La solución no pasa desde luego por pequeños pactos, sino por una
reformulación del Título VIII de la Constitución integrando a los partidos
nacionalistas en la acción de Gobierno. La tentación puede ser cambiarlo por un
gran acuerdo entre los dos principales partidos, pero eso sólo agravaría los
problemas si se plantea en términos de exclusión, lo que no es óbice para que
en caso de automarginación nacionalista PSOE y PP pacten las
reformas legislativas necesarias. Se trata de un verdadero pacto de Estado en línea con la reforma
constitucional alemana de 2006, que salió adelante con el respaldo de la CDU y
el SPD después de que hubieran transcurrido ocho años desde su formulación
original.
Esa es la herencia que deberá dejar el próximo
inquilino de la Moncloa. Sin reformas institucionales que ataquen la raíz de
los problemas (y no meros recortes del gasto público sin ningún recorrido),
este país no saldrá adelante y continuará languideciendo durante al menos una década. A veces se olvida que el problema no es tanto
los 18 millones de ocupados -que también-, sino los cinco millones de
trabajadores excluidos del sistema productivo, y que no encontrarán empleo
jugando al voluntarismo político.
Lo que está en juego es la reforma educativa, la
sanidad, la dependencia o la jungla de normas autonómicas que ahora ahogan a
las empresas. O, incluso, la reforma de la administración de justicia. Ello
exige un nuevo marco de cooperación más allá de los consejos territoriales, que se han demostrado instrumentos
insuficientes para abordar los problemas.
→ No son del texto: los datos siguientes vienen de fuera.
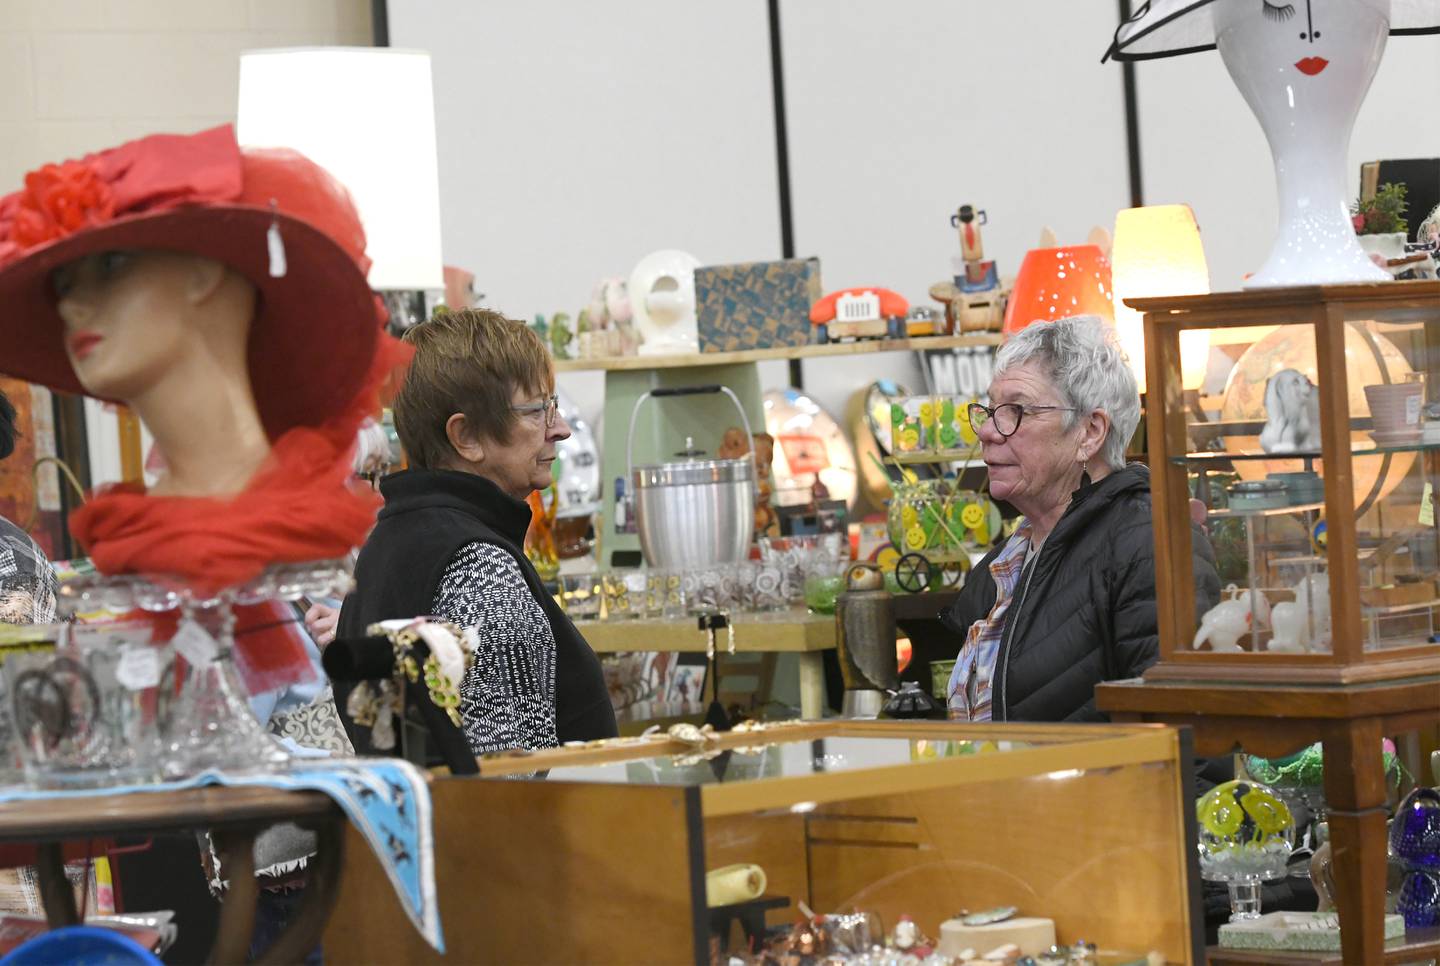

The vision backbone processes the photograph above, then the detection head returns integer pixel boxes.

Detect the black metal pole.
[767,0,804,388]
[371,0,389,46]
[1118,0,1144,208]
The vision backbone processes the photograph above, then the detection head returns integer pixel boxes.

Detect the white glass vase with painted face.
[1213,0,1392,288]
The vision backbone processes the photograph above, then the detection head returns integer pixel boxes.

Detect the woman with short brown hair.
[337,309,616,754]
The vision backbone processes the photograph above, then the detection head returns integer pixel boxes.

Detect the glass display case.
[324,720,1202,964]
[1137,280,1440,684]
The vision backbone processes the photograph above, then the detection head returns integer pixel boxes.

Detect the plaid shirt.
[947,523,1034,721]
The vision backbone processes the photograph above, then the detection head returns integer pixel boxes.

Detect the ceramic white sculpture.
[1260,368,1322,454]
[1104,0,1440,288]
[1213,0,1394,287]
[1195,584,1271,652]
[1269,573,1332,652]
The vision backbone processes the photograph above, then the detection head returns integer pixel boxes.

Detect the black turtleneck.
[336,469,617,751]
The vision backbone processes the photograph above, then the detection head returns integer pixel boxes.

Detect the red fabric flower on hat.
[10,159,115,248]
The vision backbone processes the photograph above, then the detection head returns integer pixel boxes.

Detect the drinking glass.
[560,573,602,622]
[5,622,171,788]
[602,570,647,620]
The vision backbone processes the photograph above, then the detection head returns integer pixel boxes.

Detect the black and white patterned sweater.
[431,541,558,754]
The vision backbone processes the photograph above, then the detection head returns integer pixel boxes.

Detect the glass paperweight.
[55,559,353,781]
[1390,787,1440,871]
[1197,779,1296,921]
[1396,869,1440,928]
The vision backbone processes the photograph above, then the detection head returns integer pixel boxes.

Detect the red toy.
[810,287,909,340]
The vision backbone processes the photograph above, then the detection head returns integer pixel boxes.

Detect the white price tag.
[115,647,162,691]
[1421,482,1435,527]
[171,620,220,667]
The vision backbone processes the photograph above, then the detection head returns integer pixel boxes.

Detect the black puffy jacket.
[940,463,1221,722]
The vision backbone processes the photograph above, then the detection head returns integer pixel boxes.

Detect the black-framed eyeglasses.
[967,402,1077,439]
[511,394,560,428]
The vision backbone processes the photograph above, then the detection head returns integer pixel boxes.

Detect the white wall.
[779,0,1132,416]
[389,0,786,430]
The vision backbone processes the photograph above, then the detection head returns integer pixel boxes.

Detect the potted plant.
[1352,182,1409,263]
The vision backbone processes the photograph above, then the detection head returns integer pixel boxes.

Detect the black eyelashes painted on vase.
[1262,1,1297,23]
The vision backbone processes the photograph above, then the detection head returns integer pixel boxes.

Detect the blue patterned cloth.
[0,758,443,952]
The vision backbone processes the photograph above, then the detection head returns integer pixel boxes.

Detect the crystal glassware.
[53,559,354,780]
[4,621,171,789]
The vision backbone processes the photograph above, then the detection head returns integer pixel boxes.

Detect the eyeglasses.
[511,394,560,428]
[967,402,1077,439]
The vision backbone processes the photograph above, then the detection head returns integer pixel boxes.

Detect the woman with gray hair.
[941,315,1220,722]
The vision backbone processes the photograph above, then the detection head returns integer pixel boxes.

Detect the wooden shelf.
[552,334,1002,372]
[574,607,834,653]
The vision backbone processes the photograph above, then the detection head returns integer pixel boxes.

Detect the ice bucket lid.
[632,457,754,488]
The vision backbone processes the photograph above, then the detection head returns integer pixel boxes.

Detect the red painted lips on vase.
[1294,57,1329,76]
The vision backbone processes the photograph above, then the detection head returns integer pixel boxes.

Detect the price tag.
[116,647,162,691]
[171,620,219,667]
[1421,482,1435,527]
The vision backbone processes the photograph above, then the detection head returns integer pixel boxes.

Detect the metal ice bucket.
[627,385,757,570]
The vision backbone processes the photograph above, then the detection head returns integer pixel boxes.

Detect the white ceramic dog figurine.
[1194,584,1270,652]
[1260,368,1322,454]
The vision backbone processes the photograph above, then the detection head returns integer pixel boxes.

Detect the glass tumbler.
[5,622,171,789]
[602,570,647,620]
[560,573,602,622]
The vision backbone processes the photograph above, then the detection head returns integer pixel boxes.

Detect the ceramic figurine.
[549,312,573,360]
[1260,368,1321,454]
[1194,584,1270,652]
[1106,0,1440,288]
[1268,573,1332,653]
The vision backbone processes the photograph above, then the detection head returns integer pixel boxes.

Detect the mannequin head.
[51,247,270,496]
[53,249,257,404]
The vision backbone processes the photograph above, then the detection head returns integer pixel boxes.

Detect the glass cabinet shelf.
[1171,440,1440,464]
[1206,501,1324,520]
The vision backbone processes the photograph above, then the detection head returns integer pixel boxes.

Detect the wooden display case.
[1138,281,1440,685]
[324,720,1203,964]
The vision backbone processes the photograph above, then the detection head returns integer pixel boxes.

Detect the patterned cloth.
[431,541,558,755]
[0,517,54,625]
[0,758,443,952]
[947,523,1034,721]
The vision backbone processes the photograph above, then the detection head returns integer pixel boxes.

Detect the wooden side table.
[0,785,346,965]
[1097,675,1440,965]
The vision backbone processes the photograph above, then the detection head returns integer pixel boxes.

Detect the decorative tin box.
[694,257,822,354]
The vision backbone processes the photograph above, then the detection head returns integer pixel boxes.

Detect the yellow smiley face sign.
[960,503,985,530]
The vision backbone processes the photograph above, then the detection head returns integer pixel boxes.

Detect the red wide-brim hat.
[0,124,383,439]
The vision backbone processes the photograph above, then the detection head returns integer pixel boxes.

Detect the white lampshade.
[1111,204,1211,393]
[237,47,444,291]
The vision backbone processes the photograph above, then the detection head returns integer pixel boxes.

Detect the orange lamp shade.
[1001,245,1114,337]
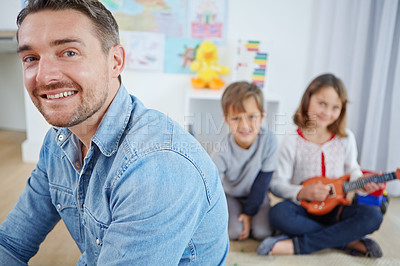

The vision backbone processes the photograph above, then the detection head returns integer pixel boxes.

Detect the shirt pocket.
[49,184,82,244]
[82,209,109,258]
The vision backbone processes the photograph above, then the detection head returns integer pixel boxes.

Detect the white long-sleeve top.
[270,128,363,202]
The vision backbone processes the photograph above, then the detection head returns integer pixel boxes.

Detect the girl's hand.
[363,182,385,194]
[237,214,252,240]
[360,172,386,194]
[297,181,330,202]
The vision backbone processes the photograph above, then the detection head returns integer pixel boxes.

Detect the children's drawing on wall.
[233,39,270,91]
[101,0,187,37]
[188,0,227,43]
[120,31,165,71]
[179,46,195,68]
[100,0,229,73]
[164,38,202,74]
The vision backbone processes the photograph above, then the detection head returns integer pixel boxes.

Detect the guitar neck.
[343,172,396,193]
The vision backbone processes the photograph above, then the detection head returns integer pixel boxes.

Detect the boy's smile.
[225,97,264,149]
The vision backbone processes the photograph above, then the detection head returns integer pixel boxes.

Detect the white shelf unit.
[0,31,17,54]
[184,88,280,154]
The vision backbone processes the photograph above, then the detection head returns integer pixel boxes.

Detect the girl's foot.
[348,238,382,258]
[257,235,293,255]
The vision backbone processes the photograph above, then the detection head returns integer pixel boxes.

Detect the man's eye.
[63,51,77,57]
[231,117,239,121]
[319,102,326,106]
[24,57,38,63]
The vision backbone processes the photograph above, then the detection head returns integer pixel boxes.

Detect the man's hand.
[297,181,330,202]
[237,214,252,240]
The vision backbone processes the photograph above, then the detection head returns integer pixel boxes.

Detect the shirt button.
[76,162,81,168]
[96,238,101,245]
[56,204,61,210]
[58,135,64,141]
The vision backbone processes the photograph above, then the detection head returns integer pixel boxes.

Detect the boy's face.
[17,9,121,128]
[225,97,264,149]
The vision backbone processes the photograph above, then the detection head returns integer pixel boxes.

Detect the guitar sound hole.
[328,184,336,198]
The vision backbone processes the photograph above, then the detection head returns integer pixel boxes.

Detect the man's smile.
[45,91,76,99]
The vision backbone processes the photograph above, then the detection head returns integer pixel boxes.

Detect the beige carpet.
[228,248,400,266]
[227,197,400,266]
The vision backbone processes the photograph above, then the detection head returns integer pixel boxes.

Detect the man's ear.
[110,44,125,78]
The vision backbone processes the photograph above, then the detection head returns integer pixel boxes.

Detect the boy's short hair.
[221,81,264,116]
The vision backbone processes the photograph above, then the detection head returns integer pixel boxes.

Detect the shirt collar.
[91,83,132,156]
[297,127,335,144]
[54,84,133,156]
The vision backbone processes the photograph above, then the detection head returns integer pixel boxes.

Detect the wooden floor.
[0,130,80,265]
[1,129,399,265]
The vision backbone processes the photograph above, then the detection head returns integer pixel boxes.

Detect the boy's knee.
[251,227,273,240]
[228,225,243,240]
[228,230,241,240]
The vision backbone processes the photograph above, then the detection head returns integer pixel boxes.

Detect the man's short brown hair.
[17,0,120,54]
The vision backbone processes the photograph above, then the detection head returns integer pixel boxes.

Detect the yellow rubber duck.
[190,41,230,90]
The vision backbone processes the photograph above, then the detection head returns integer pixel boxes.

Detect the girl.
[257,74,384,257]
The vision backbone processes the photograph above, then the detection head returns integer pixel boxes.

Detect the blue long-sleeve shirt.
[243,171,273,216]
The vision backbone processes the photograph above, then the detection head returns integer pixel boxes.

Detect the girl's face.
[225,97,264,149]
[307,86,342,130]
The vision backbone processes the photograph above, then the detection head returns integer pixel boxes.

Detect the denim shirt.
[0,85,229,265]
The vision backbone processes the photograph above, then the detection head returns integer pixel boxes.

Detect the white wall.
[0,53,25,131]
[0,0,20,30]
[225,0,315,135]
[0,0,25,131]
[3,0,317,162]
[124,0,316,136]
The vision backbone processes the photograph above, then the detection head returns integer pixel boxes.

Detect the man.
[0,0,229,265]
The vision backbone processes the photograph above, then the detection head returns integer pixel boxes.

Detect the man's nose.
[36,57,62,85]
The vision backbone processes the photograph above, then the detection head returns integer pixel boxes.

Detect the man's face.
[17,9,112,127]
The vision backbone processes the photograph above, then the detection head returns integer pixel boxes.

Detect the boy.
[212,81,278,240]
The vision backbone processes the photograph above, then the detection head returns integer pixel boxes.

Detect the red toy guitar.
[300,168,400,215]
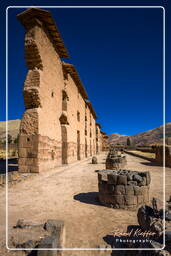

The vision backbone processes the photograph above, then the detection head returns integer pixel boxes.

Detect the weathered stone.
[98,172,108,182]
[165,231,171,245]
[98,181,109,193]
[37,236,58,256]
[15,219,38,228]
[140,176,147,186]
[165,212,171,221]
[137,205,155,230]
[125,185,134,195]
[92,156,97,164]
[117,175,127,185]
[116,195,125,205]
[115,185,125,195]
[108,184,115,193]
[127,174,133,181]
[128,181,137,186]
[133,174,143,183]
[150,219,163,235]
[152,197,163,212]
[98,170,150,210]
[124,195,137,206]
[107,173,118,184]
[144,171,151,185]
[137,195,144,204]
[134,186,142,196]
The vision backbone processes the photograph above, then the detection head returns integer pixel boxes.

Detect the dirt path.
[0,153,170,255]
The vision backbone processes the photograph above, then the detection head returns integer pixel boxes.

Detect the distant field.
[127,150,155,159]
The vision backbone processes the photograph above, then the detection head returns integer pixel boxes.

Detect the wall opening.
[77,111,80,122]
[77,130,80,160]
[61,125,68,164]
[62,90,68,111]
[85,138,87,158]
[90,140,92,156]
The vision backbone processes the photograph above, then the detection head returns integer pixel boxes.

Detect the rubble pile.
[8,219,65,256]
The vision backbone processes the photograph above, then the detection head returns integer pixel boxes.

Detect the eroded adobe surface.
[17,8,103,173]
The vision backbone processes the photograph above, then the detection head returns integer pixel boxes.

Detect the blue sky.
[0,0,170,136]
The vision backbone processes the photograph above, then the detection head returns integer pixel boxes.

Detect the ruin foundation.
[98,169,151,209]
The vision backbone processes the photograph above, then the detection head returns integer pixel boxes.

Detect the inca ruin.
[17,8,105,173]
[0,5,170,256]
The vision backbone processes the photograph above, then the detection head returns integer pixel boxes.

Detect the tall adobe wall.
[17,8,69,172]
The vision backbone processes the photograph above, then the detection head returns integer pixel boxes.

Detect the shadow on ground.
[140,161,161,167]
[0,158,18,174]
[73,192,101,206]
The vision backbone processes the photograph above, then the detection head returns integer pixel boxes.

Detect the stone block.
[139,176,147,186]
[145,171,151,185]
[19,147,37,158]
[117,175,127,185]
[99,193,113,204]
[125,185,134,195]
[134,186,143,196]
[107,174,118,185]
[124,195,137,206]
[19,135,32,148]
[98,172,108,182]
[98,181,109,193]
[133,174,143,183]
[92,156,97,164]
[108,184,115,193]
[115,195,125,205]
[115,185,125,195]
[37,236,58,256]
[137,195,144,204]
[128,181,137,186]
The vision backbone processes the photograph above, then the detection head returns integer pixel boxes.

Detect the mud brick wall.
[17,8,102,173]
[98,169,151,209]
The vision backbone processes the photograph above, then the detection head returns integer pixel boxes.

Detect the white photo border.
[6,5,166,251]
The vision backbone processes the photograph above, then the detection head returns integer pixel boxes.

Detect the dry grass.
[127,150,155,159]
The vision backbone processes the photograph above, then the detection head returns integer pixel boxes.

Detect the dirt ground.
[0,152,170,255]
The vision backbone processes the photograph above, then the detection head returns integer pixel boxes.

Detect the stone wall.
[17,8,103,173]
[155,145,171,167]
[98,169,150,209]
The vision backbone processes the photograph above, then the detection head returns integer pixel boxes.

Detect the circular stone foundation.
[106,155,127,170]
[98,169,151,210]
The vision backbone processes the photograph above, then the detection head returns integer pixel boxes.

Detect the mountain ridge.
[108,123,171,146]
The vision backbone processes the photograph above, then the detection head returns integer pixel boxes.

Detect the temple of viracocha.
[17,8,107,173]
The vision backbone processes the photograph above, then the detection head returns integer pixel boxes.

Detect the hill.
[108,123,171,146]
[0,119,20,142]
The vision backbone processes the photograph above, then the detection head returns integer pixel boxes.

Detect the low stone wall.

Fundamentalmente por ausencia de
dirección política.
Como recuerda el profesor Villares, si Azaña pudo decir en 1924, en su interpretación del golpe de Estado de Primo de Rivera, que la dictadura llegaba envuelta en ‘paño catalán’,
algo similar se podría decir de la Restauración de 1874, en la que la
contribución catalana fue decisiva. Desgraciadamente, no lo es ahora, salvo
episodios aislados, y eso lastra el futuro del país. Las sandeces de Artur Mas y compañía a cuenta de los referéndum se acabarán cuando la Caixa y los industriales catalanes digan a sus políticos:
'hasta aquí hemos llegado'.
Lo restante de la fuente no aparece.